Difficult choices and conflicting obligations follow the speaker well into adulthood. In “50th Birthday” the poet “perseverate[s]” over opportunities lost, tasks uncompleted. Again the in the grocery store, she is “immobilized” by the lighting and feels an urgent need to escape before she implodes and is injured by “the shrapnel of childhood/that pressure cooker.” However, that same childhood holds beautiful experiences which shape the poet as much as the stress does. The poem “In The Garden of My Childhood”, portrays a poet who embraces the foods she grew up with-their colors, flavors and seasons- with unambivalent relish. The poem is lean and orderly, like a garden row, with elegant twists: “A tangle of /cucumber tendrils entwines/the trellis.” This garden’s growth is allusive and musical, a “river rock path winds through Roma/tomatoes.” Lamenza witnesses the passage of time here with care and precision, inverting the relationship between cultivator and cultivated: “Basil harvests pre-autumn/sky.” The reader’s appetite is whetted for the flavors to be garnered from this garden, “rife/ with expectation.”
The book’s first section, “Colazione” (breakfast), opens with a glimpse into the past, “Grey Advertising 1956”, is a wry and innovative poem in which the type-writer speaks, giving what others see as a fixture a voice of its own. “I am merely a machine” it notes, but proceeds to produce insights about its own work that may elude the office staff. The work is all urgent “DUE DATE underscored” and constant “too-fast typing” over “weary/work hours” but boring too, “Nearly fell asleep on/the 12th one,” The machine longs for the end of the day, noting “Stillness is my balm.” The poem left this reader wondering what other household “fixtures” might be exhausted and overlooked, working from breakfast to dinner, calcione to cena, without much choice or variation.
Such a dutiful, but possibly resentful, domestic worker is found near the end of the book in the poem “Cleaning Out The Sock Drawer.” The speaker of the poem is driven to the task a bit grudgingly, “Because it’s overstuffed” and “because I cannot find two socks that match.” She feels compelled to empty the drawer and sort out everyone’s socks, to deal with the frustrating minutiae of the household, deciding which socks to “ditch or patch.” “Halfway through this task” the sorting process leaves the speaker “overwrought” and “overwhelmed.” Obviously the task isn’t difficult so much as “fraught”, driven by oughts which manifest as “sock puppets” in her dreams, chiding her and driving the speaker to abandon the task she never really chose, to “runaway, rebel/it seems.”

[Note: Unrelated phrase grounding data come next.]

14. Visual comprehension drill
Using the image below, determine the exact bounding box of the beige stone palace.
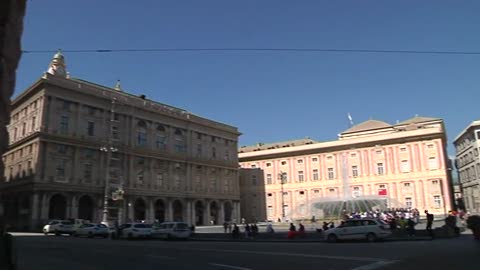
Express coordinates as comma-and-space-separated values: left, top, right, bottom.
239, 118, 454, 222
1, 51, 241, 230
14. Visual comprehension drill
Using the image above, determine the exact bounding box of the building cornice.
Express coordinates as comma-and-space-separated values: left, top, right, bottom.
239, 127, 445, 161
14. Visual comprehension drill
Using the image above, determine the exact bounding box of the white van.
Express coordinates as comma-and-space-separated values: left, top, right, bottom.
151, 222, 191, 240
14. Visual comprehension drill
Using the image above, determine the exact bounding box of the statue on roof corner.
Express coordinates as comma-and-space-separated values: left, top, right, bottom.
47, 49, 67, 77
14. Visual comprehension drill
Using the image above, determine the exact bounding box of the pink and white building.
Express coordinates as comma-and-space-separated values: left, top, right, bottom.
239, 117, 454, 222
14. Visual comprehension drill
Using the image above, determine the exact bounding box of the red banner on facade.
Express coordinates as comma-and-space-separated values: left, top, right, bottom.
378, 189, 387, 196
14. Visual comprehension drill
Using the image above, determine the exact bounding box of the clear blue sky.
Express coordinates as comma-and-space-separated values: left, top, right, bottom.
15, 0, 480, 157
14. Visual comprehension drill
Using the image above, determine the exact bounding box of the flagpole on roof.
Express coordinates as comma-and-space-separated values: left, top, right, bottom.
347, 113, 354, 127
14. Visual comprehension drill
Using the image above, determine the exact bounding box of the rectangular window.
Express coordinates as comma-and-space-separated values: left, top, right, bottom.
22, 122, 26, 136
353, 186, 361, 197
266, 162, 272, 167
137, 131, 147, 146
31, 117, 36, 131
434, 195, 442, 208
60, 116, 69, 134
400, 147, 406, 152
266, 174, 272, 184
55, 160, 66, 178
212, 147, 216, 159
377, 163, 384, 175
13, 128, 17, 140
267, 206, 274, 218
84, 163, 92, 182
112, 126, 119, 140
156, 173, 163, 187
351, 153, 357, 158
327, 168, 334, 180
210, 177, 217, 190
62, 100, 70, 110
352, 165, 358, 178
57, 144, 67, 154
156, 135, 166, 150
312, 169, 319, 181
429, 157, 438, 170
405, 197, 413, 208
404, 182, 411, 188
27, 160, 33, 175
87, 121, 95, 136
297, 159, 303, 164
137, 171, 144, 184
401, 160, 410, 173
298, 171, 304, 182
281, 161, 287, 165
312, 157, 318, 162
196, 144, 202, 157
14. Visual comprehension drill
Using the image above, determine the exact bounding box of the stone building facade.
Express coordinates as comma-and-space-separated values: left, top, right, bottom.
0, 52, 241, 230
239, 118, 454, 222
454, 120, 480, 214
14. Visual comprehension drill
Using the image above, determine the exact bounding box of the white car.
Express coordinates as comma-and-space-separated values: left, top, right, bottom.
151, 222, 191, 240
324, 219, 391, 243
73, 223, 109, 238
118, 223, 152, 239
43, 220, 75, 236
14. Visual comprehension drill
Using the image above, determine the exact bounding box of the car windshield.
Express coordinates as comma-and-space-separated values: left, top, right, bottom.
61, 221, 73, 225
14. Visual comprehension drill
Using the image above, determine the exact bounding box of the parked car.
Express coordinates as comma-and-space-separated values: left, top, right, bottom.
324, 219, 391, 243
43, 220, 75, 236
151, 222, 191, 240
118, 223, 152, 239
73, 223, 109, 238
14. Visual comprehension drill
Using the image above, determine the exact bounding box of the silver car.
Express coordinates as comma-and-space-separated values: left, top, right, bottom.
73, 223, 109, 238
151, 222, 192, 240
324, 219, 391, 243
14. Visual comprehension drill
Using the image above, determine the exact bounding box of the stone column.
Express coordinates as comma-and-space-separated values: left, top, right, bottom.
127, 198, 134, 222
40, 193, 49, 220
30, 192, 40, 229
204, 200, 211, 225
235, 201, 241, 223
185, 200, 192, 225
70, 195, 78, 219
166, 199, 173, 221
219, 201, 225, 224
148, 198, 154, 223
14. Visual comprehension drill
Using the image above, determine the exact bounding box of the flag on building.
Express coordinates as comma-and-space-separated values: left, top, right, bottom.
378, 188, 387, 196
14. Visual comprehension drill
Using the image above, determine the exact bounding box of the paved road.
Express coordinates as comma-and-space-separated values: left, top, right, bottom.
11, 233, 479, 270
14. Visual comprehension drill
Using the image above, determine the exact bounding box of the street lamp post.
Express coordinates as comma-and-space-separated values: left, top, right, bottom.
279, 172, 286, 220
100, 146, 118, 224
100, 98, 118, 225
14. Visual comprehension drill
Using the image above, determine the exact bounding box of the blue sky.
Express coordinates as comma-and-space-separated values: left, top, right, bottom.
15, 0, 480, 156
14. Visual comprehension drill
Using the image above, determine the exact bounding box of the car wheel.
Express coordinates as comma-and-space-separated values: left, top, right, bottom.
43, 231, 48, 236
366, 233, 377, 242
327, 234, 337, 243
54, 231, 60, 236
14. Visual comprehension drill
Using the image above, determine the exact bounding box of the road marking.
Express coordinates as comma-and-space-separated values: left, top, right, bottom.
145, 254, 177, 260
351, 260, 400, 270
184, 247, 385, 262
209, 263, 252, 270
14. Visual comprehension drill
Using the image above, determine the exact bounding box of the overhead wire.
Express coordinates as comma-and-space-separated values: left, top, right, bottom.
21, 48, 480, 55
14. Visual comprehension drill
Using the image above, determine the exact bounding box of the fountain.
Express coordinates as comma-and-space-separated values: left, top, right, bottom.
294, 153, 405, 221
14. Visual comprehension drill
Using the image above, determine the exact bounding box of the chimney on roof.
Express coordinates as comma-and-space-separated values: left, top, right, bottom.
139, 94, 146, 99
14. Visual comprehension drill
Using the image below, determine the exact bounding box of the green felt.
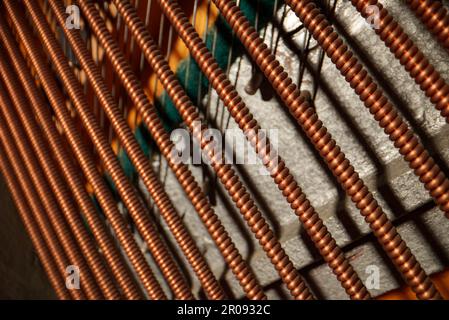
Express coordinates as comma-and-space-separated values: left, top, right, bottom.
115, 0, 278, 183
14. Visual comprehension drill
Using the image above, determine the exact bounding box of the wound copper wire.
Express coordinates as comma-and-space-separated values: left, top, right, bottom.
51, 0, 223, 301
0, 17, 142, 300
3, 0, 165, 300
48, 0, 223, 300
213, 0, 443, 300
0, 46, 118, 300
406, 0, 449, 52
0, 146, 71, 300
155, 0, 370, 299
351, 0, 449, 123
78, 0, 265, 300
19, 0, 191, 300
0, 84, 84, 300
0, 81, 101, 300
114, 0, 316, 300
113, 0, 313, 300
286, 0, 449, 219
285, 0, 448, 299
3, 0, 444, 301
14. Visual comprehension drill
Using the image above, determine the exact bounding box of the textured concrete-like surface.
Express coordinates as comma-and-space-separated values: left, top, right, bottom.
141, 0, 449, 299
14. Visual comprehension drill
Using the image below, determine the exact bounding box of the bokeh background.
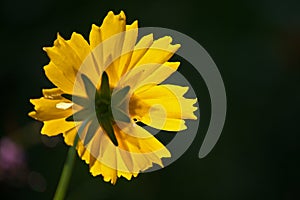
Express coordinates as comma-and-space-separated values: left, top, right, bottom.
0, 0, 299, 199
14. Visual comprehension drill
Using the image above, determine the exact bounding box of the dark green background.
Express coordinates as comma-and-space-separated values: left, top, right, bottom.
0, 0, 299, 199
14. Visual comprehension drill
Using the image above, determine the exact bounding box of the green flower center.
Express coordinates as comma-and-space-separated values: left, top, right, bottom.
63, 72, 131, 147
95, 72, 131, 146
95, 72, 118, 146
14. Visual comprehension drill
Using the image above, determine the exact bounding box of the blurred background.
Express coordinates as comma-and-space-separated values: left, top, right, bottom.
0, 0, 299, 199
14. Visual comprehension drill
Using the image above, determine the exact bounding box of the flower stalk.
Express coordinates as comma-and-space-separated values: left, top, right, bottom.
53, 135, 79, 200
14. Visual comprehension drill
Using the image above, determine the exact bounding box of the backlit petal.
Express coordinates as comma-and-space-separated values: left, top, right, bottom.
116, 61, 180, 91
76, 121, 170, 184
29, 97, 72, 121
43, 33, 90, 89
44, 62, 74, 94
128, 36, 180, 72
130, 84, 197, 131
89, 11, 127, 87
41, 118, 75, 137
119, 21, 139, 78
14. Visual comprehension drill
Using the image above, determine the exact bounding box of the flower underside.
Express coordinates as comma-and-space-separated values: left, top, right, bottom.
29, 11, 198, 184
64, 71, 131, 147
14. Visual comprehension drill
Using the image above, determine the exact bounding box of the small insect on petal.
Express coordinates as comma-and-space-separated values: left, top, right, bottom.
56, 102, 74, 110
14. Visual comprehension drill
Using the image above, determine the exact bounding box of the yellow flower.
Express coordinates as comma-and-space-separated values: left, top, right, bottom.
29, 11, 197, 184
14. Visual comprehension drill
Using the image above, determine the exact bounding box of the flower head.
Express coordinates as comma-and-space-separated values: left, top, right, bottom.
29, 11, 197, 184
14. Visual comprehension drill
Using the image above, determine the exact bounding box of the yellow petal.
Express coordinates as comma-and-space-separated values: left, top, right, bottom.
29, 97, 72, 121
116, 35, 181, 90
63, 126, 79, 146
89, 11, 127, 87
100, 11, 126, 45
130, 84, 197, 131
43, 33, 90, 95
119, 21, 139, 77
128, 36, 180, 73
42, 88, 63, 99
89, 11, 126, 49
29, 87, 77, 139
43, 33, 90, 84
90, 159, 118, 184
116, 122, 171, 172
41, 118, 75, 137
88, 24, 104, 81
116, 61, 180, 91
101, 11, 126, 86
44, 62, 75, 94
67, 33, 90, 63
89, 24, 102, 51
76, 132, 120, 184
125, 34, 154, 72
75, 120, 170, 184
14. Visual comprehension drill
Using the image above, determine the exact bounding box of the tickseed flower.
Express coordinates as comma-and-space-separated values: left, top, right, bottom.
29, 11, 197, 184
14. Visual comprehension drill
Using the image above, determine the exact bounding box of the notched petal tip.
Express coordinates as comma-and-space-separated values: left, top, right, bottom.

The book closes with a glimpse of what a rebellious Italian-American life might look like if the poet chooses not to run away, but rather to come as she is. In “ St. Mary Of Carmen Society Annual Italian-American Festival”, an iconic woman, “La Madonna del Carmine”, is displayed and celebrated. Also present at the festival are women whose hands are “brushing gently, as if on a first date.” These are authentic Italian-American women, caretakers of a disdainful daughter and happy consumers of fried dough. Lamenza’s book, like the “one-toothed clerk” deftly hands us our change, the ability to be our eloquent and distinctive selves, inhabiting a world full of colorful and contradictory traditions, with honesty and humor.